I am trying to implement a custom UDT and be able to reference it from Spark SQL (as explained in the Spark SQL whitepaper, section 4.4.2).
The real example is to have a custom UDT backed by an off-heap data structure using Cap'n Proto, or similar.
For this posting, I have made up a contrived example. I know that I could just use Scala case classes and not have to do any work at all, but that isn't my goal.
For example, I have a Person
containing several attributes and I want to be able to SELECT person.first_name FROM person
. I'm running into the error Can't extract value from person#1
and I'm not sure why.
Here is the full source (also available at https://github.com/andygrove/spark-sql-udt)
package com.theotherandygrove
import org.apache.spark.sql.types._
import org.apache.spark.sql.{Row, SQLContext}
import org.apache.spark.{SparkConf, SparkContext}
object Example {
def main(arg: Array[String]): Unit = {
val conf = new SparkConf()
.setAppName("Example")
.setMaster("local[*]")
val sc = new SparkContext(conf)
val sqlContext = new SQLContext(sc)
val schema = StructType(List(
StructField("person_id", DataTypes.IntegerType, true),
StructField("person", new MockPersonUDT, true)))
// load initial RDD
val rdd = sc.parallelize(List(
MockPersonImpl(1),
MockPersonImpl(2)
))
// convert to RDD[Row]
val rowRdd = rdd.map(person => Row(person.getAge, person))
// convert to DataFrame (RDD + Schema)
val dataFrame = sqlContext.createDataFrame(rowRdd, schema)
// register as a table
dataFrame.registerTempTable("person")
// selecting the whole object works fine
val results = sqlContext.sql("SELECT person.first_name FROM person WHERE person.age < 100")
val people = results.collect
people.map(row => {
println(row)
})
}
}
trait MockPerson {
def getFirstName: String
def getLastName: String
def getAge: Integer
def getState: String
}
class MockPersonUDT extends UserDefinedType[MockPerson] {
override def sqlType: DataType = StructType(List(
StructField("firstName", StringType, nullable=false),
StructField("lastName", StringType, nullable=false),
StructField("age", IntegerType, nullable=false),
StructField("state", StringType, nullable=false)
))
override def userClass: Class[MockPerson] = classOf[MockPerson]
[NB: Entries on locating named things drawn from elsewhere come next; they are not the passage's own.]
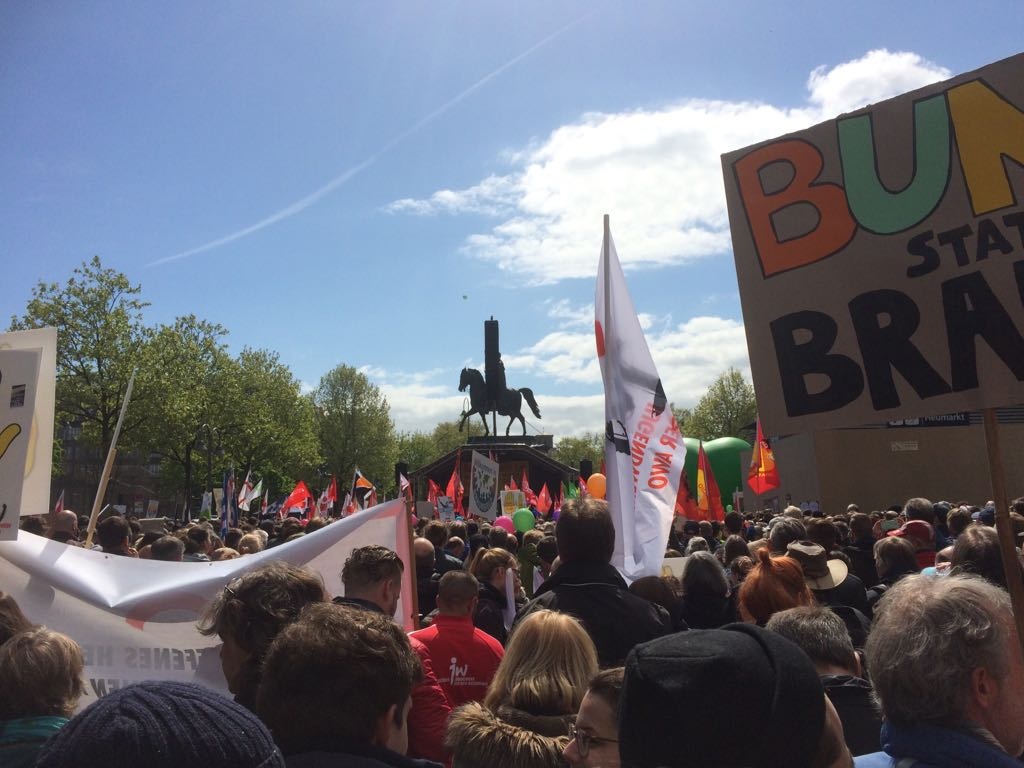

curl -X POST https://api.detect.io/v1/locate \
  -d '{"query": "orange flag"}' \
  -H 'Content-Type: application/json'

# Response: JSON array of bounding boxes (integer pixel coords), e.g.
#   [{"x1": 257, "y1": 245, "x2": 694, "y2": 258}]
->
[
  {"x1": 746, "y1": 418, "x2": 780, "y2": 496},
  {"x1": 697, "y1": 442, "x2": 725, "y2": 522}
]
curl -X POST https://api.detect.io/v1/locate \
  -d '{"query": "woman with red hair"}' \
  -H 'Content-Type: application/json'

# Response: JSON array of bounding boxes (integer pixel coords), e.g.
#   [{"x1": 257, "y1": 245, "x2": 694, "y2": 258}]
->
[{"x1": 739, "y1": 549, "x2": 815, "y2": 627}]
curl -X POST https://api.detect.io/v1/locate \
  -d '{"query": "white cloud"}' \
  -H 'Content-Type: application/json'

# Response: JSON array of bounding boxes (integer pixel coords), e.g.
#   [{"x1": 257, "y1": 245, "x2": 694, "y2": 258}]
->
[
  {"x1": 389, "y1": 50, "x2": 949, "y2": 284},
  {"x1": 807, "y1": 49, "x2": 952, "y2": 118},
  {"x1": 370, "y1": 316, "x2": 750, "y2": 436}
]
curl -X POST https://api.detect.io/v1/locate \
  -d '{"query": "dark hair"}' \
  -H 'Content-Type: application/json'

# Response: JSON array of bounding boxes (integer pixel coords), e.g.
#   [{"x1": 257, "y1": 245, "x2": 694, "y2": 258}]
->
[
  {"x1": 184, "y1": 525, "x2": 210, "y2": 555},
  {"x1": 874, "y1": 536, "x2": 921, "y2": 580},
  {"x1": 725, "y1": 534, "x2": 751, "y2": 563},
  {"x1": 437, "y1": 568, "x2": 480, "y2": 612},
  {"x1": 555, "y1": 497, "x2": 615, "y2": 565},
  {"x1": 198, "y1": 560, "x2": 326, "y2": 707},
  {"x1": 150, "y1": 536, "x2": 185, "y2": 560},
  {"x1": 949, "y1": 525, "x2": 1016, "y2": 589},
  {"x1": 537, "y1": 536, "x2": 558, "y2": 563},
  {"x1": 850, "y1": 512, "x2": 873, "y2": 539},
  {"x1": 256, "y1": 603, "x2": 422, "y2": 756},
  {"x1": 0, "y1": 591, "x2": 36, "y2": 645},
  {"x1": 806, "y1": 518, "x2": 839, "y2": 554},
  {"x1": 946, "y1": 507, "x2": 971, "y2": 537},
  {"x1": 587, "y1": 667, "x2": 625, "y2": 722},
  {"x1": 903, "y1": 497, "x2": 935, "y2": 525},
  {"x1": 96, "y1": 515, "x2": 131, "y2": 552},
  {"x1": 0, "y1": 627, "x2": 85, "y2": 720},
  {"x1": 766, "y1": 605, "x2": 857, "y2": 674},
  {"x1": 629, "y1": 577, "x2": 678, "y2": 614},
  {"x1": 423, "y1": 520, "x2": 447, "y2": 547},
  {"x1": 341, "y1": 544, "x2": 406, "y2": 594}
]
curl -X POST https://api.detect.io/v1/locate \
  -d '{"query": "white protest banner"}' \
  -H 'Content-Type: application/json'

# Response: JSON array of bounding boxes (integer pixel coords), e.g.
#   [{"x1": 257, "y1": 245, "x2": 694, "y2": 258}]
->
[
  {"x1": 594, "y1": 216, "x2": 686, "y2": 581},
  {"x1": 722, "y1": 54, "x2": 1024, "y2": 434},
  {"x1": 0, "y1": 328, "x2": 57, "y2": 515},
  {"x1": 0, "y1": 501, "x2": 415, "y2": 708},
  {"x1": 468, "y1": 451, "x2": 498, "y2": 520},
  {"x1": 0, "y1": 349, "x2": 41, "y2": 541}
]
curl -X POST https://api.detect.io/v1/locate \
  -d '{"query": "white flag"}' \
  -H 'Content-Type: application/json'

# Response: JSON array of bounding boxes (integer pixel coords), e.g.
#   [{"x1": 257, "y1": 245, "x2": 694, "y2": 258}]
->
[
  {"x1": 594, "y1": 216, "x2": 686, "y2": 581},
  {"x1": 469, "y1": 451, "x2": 499, "y2": 520},
  {"x1": 239, "y1": 472, "x2": 253, "y2": 512}
]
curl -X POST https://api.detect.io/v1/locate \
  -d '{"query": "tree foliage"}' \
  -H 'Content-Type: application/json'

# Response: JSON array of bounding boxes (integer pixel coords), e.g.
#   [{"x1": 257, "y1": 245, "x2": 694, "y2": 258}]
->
[
  {"x1": 676, "y1": 368, "x2": 758, "y2": 440},
  {"x1": 311, "y1": 365, "x2": 397, "y2": 488},
  {"x1": 10, "y1": 256, "x2": 151, "y2": 450},
  {"x1": 551, "y1": 432, "x2": 604, "y2": 472}
]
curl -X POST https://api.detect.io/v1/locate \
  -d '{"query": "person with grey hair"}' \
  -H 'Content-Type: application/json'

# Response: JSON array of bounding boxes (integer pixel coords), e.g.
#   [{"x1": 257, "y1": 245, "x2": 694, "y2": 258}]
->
[
  {"x1": 856, "y1": 575, "x2": 1024, "y2": 768},
  {"x1": 766, "y1": 605, "x2": 882, "y2": 755},
  {"x1": 768, "y1": 517, "x2": 807, "y2": 555},
  {"x1": 680, "y1": 552, "x2": 737, "y2": 630}
]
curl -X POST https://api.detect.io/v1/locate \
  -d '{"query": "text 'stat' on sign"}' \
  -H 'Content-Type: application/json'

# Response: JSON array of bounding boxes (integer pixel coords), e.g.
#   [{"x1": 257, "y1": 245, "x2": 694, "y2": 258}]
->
[{"x1": 722, "y1": 54, "x2": 1024, "y2": 434}]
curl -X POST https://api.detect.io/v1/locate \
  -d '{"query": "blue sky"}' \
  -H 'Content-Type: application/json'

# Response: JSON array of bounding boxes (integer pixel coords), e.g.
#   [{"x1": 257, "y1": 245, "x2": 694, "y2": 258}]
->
[{"x1": 0, "y1": 0, "x2": 1024, "y2": 435}]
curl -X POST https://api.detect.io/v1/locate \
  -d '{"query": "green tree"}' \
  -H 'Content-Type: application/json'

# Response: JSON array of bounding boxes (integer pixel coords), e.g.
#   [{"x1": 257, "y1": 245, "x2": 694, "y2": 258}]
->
[
  {"x1": 311, "y1": 365, "x2": 397, "y2": 488},
  {"x1": 551, "y1": 432, "x2": 604, "y2": 472},
  {"x1": 139, "y1": 315, "x2": 232, "y2": 514},
  {"x1": 223, "y1": 347, "x2": 321, "y2": 492},
  {"x1": 10, "y1": 256, "x2": 151, "y2": 451},
  {"x1": 677, "y1": 368, "x2": 758, "y2": 440}
]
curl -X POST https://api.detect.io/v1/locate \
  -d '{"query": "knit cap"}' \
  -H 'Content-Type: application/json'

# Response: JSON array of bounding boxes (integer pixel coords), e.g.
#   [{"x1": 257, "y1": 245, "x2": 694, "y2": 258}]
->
[
  {"x1": 36, "y1": 681, "x2": 285, "y2": 768},
  {"x1": 618, "y1": 624, "x2": 825, "y2": 768}
]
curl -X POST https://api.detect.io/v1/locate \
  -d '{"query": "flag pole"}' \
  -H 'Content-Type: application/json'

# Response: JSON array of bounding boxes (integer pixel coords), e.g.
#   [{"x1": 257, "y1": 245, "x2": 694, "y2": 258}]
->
[
  {"x1": 981, "y1": 408, "x2": 1024, "y2": 651},
  {"x1": 85, "y1": 369, "x2": 135, "y2": 549}
]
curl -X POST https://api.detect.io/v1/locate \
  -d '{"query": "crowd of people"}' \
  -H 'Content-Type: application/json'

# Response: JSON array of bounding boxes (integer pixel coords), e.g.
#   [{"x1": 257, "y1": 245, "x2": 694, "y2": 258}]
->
[{"x1": 0, "y1": 498, "x2": 1024, "y2": 768}]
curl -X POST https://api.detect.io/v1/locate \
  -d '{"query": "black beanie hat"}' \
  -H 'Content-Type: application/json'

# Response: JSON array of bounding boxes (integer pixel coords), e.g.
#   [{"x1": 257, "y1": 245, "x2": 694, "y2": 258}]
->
[
  {"x1": 618, "y1": 624, "x2": 825, "y2": 768},
  {"x1": 36, "y1": 681, "x2": 285, "y2": 768}
]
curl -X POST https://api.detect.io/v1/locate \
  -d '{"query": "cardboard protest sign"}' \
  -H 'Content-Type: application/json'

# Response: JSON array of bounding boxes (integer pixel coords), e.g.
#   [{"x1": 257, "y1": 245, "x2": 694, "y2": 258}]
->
[
  {"x1": 722, "y1": 54, "x2": 1024, "y2": 434},
  {"x1": 0, "y1": 349, "x2": 42, "y2": 541},
  {"x1": 0, "y1": 501, "x2": 415, "y2": 710},
  {"x1": 0, "y1": 328, "x2": 57, "y2": 515}
]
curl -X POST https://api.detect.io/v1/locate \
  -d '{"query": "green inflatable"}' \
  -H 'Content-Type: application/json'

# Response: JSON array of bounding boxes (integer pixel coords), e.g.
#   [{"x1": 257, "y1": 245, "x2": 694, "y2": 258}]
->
[{"x1": 683, "y1": 437, "x2": 751, "y2": 507}]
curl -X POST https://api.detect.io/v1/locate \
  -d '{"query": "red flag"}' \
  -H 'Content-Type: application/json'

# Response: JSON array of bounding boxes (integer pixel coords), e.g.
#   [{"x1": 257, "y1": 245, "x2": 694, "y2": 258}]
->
[
  {"x1": 746, "y1": 417, "x2": 780, "y2": 496},
  {"x1": 281, "y1": 480, "x2": 313, "y2": 515},
  {"x1": 697, "y1": 442, "x2": 725, "y2": 522},
  {"x1": 676, "y1": 469, "x2": 700, "y2": 520},
  {"x1": 537, "y1": 483, "x2": 552, "y2": 515},
  {"x1": 519, "y1": 467, "x2": 537, "y2": 507}
]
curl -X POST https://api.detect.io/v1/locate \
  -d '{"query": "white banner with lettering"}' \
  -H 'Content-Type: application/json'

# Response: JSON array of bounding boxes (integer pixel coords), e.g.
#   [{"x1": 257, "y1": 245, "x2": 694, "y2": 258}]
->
[{"x1": 0, "y1": 501, "x2": 415, "y2": 709}]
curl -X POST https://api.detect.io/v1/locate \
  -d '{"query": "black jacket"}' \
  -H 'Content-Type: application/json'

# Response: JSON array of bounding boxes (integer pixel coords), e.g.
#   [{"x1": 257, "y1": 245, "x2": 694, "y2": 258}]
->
[
  {"x1": 473, "y1": 584, "x2": 509, "y2": 645},
  {"x1": 821, "y1": 675, "x2": 882, "y2": 757},
  {"x1": 516, "y1": 563, "x2": 672, "y2": 668}
]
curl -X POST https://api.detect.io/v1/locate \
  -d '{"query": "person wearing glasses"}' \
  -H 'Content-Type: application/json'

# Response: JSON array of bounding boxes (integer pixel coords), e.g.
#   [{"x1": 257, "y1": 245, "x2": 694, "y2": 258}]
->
[{"x1": 562, "y1": 667, "x2": 623, "y2": 768}]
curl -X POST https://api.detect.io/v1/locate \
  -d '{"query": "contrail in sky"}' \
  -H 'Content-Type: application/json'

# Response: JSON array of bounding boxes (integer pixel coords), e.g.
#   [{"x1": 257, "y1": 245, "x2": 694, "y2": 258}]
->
[{"x1": 146, "y1": 11, "x2": 593, "y2": 266}]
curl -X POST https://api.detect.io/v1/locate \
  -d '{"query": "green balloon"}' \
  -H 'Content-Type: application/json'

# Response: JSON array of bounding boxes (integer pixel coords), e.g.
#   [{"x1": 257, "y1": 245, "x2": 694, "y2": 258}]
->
[{"x1": 512, "y1": 507, "x2": 537, "y2": 532}]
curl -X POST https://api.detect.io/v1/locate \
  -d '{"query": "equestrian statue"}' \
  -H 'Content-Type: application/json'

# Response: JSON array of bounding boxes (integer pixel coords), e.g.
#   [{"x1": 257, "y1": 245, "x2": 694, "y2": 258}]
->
[{"x1": 459, "y1": 360, "x2": 541, "y2": 437}]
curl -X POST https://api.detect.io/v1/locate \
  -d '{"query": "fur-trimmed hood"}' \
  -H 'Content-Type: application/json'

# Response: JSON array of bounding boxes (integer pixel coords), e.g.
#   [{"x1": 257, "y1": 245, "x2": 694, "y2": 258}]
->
[{"x1": 444, "y1": 701, "x2": 569, "y2": 768}]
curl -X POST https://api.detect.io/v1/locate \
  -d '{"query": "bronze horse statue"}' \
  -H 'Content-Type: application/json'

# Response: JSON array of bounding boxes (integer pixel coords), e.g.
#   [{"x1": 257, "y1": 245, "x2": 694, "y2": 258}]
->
[{"x1": 459, "y1": 368, "x2": 541, "y2": 436}]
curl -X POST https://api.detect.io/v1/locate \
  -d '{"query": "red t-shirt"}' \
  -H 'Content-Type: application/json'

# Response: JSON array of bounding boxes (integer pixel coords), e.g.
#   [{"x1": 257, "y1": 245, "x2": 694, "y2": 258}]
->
[{"x1": 410, "y1": 614, "x2": 505, "y2": 709}]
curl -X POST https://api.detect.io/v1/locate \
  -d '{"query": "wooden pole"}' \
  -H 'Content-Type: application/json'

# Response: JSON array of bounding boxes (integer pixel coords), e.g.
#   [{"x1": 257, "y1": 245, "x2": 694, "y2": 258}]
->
[
  {"x1": 981, "y1": 408, "x2": 1024, "y2": 652},
  {"x1": 85, "y1": 371, "x2": 135, "y2": 549},
  {"x1": 398, "y1": 488, "x2": 420, "y2": 630}
]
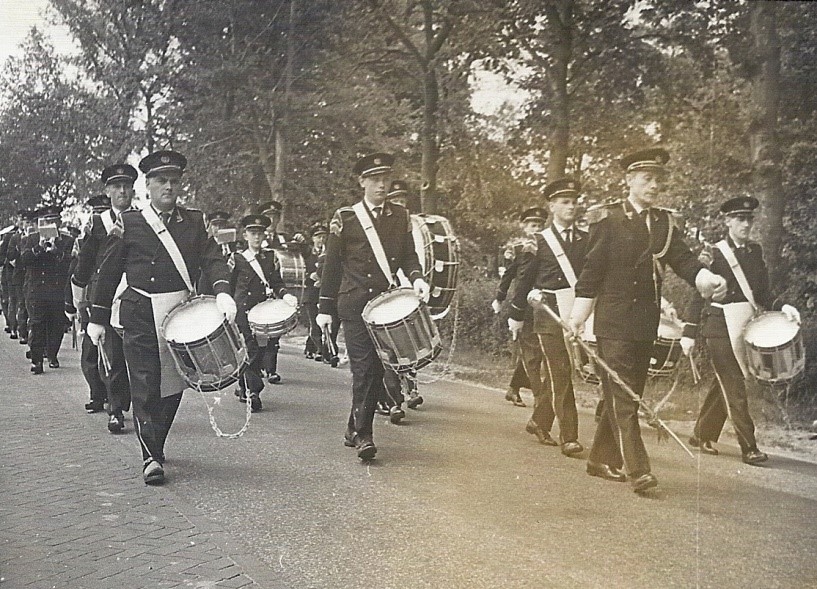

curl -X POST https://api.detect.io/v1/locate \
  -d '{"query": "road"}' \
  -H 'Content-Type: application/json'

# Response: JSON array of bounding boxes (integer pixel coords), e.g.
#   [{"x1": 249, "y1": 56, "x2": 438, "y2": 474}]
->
[{"x1": 0, "y1": 330, "x2": 817, "y2": 589}]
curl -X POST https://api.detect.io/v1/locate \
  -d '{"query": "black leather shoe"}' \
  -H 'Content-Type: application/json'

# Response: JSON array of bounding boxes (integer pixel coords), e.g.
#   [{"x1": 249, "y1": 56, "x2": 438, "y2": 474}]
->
[
  {"x1": 689, "y1": 436, "x2": 718, "y2": 456},
  {"x1": 85, "y1": 401, "x2": 105, "y2": 413},
  {"x1": 355, "y1": 434, "x2": 377, "y2": 460},
  {"x1": 562, "y1": 441, "x2": 584, "y2": 456},
  {"x1": 743, "y1": 448, "x2": 769, "y2": 465},
  {"x1": 587, "y1": 460, "x2": 627, "y2": 483},
  {"x1": 389, "y1": 405, "x2": 406, "y2": 425},
  {"x1": 633, "y1": 472, "x2": 658, "y2": 493},
  {"x1": 525, "y1": 419, "x2": 559, "y2": 446},
  {"x1": 108, "y1": 413, "x2": 125, "y2": 434},
  {"x1": 142, "y1": 458, "x2": 165, "y2": 485}
]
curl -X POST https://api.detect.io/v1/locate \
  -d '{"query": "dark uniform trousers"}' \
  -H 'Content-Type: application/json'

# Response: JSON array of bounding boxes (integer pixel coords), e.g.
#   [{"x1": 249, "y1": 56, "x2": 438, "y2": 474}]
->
[{"x1": 119, "y1": 289, "x2": 182, "y2": 460}]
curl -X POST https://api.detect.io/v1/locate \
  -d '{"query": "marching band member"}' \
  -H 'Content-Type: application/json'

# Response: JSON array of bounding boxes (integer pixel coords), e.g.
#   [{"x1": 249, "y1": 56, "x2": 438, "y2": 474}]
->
[
  {"x1": 20, "y1": 206, "x2": 74, "y2": 374},
  {"x1": 88, "y1": 151, "x2": 236, "y2": 485},
  {"x1": 317, "y1": 153, "x2": 429, "y2": 460},
  {"x1": 568, "y1": 148, "x2": 725, "y2": 493},
  {"x1": 681, "y1": 196, "x2": 800, "y2": 465},
  {"x1": 508, "y1": 178, "x2": 588, "y2": 456},
  {"x1": 301, "y1": 221, "x2": 330, "y2": 362},
  {"x1": 232, "y1": 215, "x2": 298, "y2": 413},
  {"x1": 491, "y1": 207, "x2": 556, "y2": 408},
  {"x1": 71, "y1": 163, "x2": 139, "y2": 433}
]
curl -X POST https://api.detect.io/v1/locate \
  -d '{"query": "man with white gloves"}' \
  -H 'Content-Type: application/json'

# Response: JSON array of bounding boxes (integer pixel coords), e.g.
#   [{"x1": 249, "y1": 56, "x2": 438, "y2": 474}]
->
[
  {"x1": 316, "y1": 153, "x2": 429, "y2": 460},
  {"x1": 681, "y1": 196, "x2": 800, "y2": 465},
  {"x1": 568, "y1": 148, "x2": 725, "y2": 493},
  {"x1": 87, "y1": 151, "x2": 236, "y2": 484}
]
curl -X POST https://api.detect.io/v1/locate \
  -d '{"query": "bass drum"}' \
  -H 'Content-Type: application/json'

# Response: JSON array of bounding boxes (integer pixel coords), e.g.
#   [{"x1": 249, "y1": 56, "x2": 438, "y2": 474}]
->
[{"x1": 412, "y1": 214, "x2": 460, "y2": 319}]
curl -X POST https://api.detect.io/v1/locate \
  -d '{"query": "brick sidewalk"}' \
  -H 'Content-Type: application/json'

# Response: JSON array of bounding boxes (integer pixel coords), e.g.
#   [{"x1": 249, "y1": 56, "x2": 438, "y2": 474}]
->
[{"x1": 0, "y1": 332, "x2": 276, "y2": 589}]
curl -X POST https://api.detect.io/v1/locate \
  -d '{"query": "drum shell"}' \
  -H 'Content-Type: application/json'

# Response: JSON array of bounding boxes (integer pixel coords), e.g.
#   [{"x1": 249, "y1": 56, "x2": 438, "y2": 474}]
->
[
  {"x1": 363, "y1": 289, "x2": 442, "y2": 373},
  {"x1": 167, "y1": 315, "x2": 249, "y2": 392},
  {"x1": 743, "y1": 311, "x2": 806, "y2": 385}
]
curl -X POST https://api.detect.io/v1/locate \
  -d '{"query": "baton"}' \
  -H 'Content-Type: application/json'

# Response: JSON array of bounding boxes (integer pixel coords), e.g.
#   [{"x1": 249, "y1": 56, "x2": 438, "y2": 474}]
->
[{"x1": 539, "y1": 301, "x2": 695, "y2": 460}]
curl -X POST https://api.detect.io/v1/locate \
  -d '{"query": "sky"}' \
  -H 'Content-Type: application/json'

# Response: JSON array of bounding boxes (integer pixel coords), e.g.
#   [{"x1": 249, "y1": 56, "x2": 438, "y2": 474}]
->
[{"x1": 0, "y1": 0, "x2": 75, "y2": 64}]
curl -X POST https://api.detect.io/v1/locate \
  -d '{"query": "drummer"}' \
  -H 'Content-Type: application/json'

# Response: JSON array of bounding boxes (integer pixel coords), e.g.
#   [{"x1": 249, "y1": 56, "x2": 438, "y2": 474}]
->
[
  {"x1": 317, "y1": 153, "x2": 429, "y2": 460},
  {"x1": 232, "y1": 214, "x2": 298, "y2": 413},
  {"x1": 681, "y1": 196, "x2": 800, "y2": 465},
  {"x1": 88, "y1": 151, "x2": 236, "y2": 485}
]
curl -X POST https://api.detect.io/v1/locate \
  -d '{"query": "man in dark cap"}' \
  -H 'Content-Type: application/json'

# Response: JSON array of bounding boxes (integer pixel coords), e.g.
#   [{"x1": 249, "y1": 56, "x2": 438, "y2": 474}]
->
[
  {"x1": 569, "y1": 148, "x2": 726, "y2": 493},
  {"x1": 88, "y1": 151, "x2": 236, "y2": 485},
  {"x1": 20, "y1": 206, "x2": 74, "y2": 374},
  {"x1": 681, "y1": 196, "x2": 800, "y2": 465},
  {"x1": 508, "y1": 178, "x2": 588, "y2": 456},
  {"x1": 232, "y1": 214, "x2": 298, "y2": 412},
  {"x1": 491, "y1": 207, "x2": 556, "y2": 408},
  {"x1": 317, "y1": 153, "x2": 429, "y2": 460},
  {"x1": 71, "y1": 163, "x2": 139, "y2": 424}
]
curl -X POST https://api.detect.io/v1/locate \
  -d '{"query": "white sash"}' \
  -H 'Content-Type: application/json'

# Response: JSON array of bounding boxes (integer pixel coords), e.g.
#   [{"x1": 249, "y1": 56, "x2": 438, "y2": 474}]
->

override def serialize(obj: Any): Any = obj.asInstanceOf[MockPersonImpl].getAge
override def deserialize(datum: Any): MockPerson = MockPersonImpl(datum.asInstanceOf[Integer])
}
@SQLUserDefinedType(udt = classOf[MockPersonUDT])
@SerialVersionUID(123L)
case class MockPersonImpl(n: Integer) extends MockPerson with Serializable {
def getFirstName = "First" + n
def getLastName = "Last" + n
def getAge = n
def getState = "AK"
}
If I simply SELECT person FROM person
then the query works. I just can't reference the attributes in SQL, even though they are defined in the schema.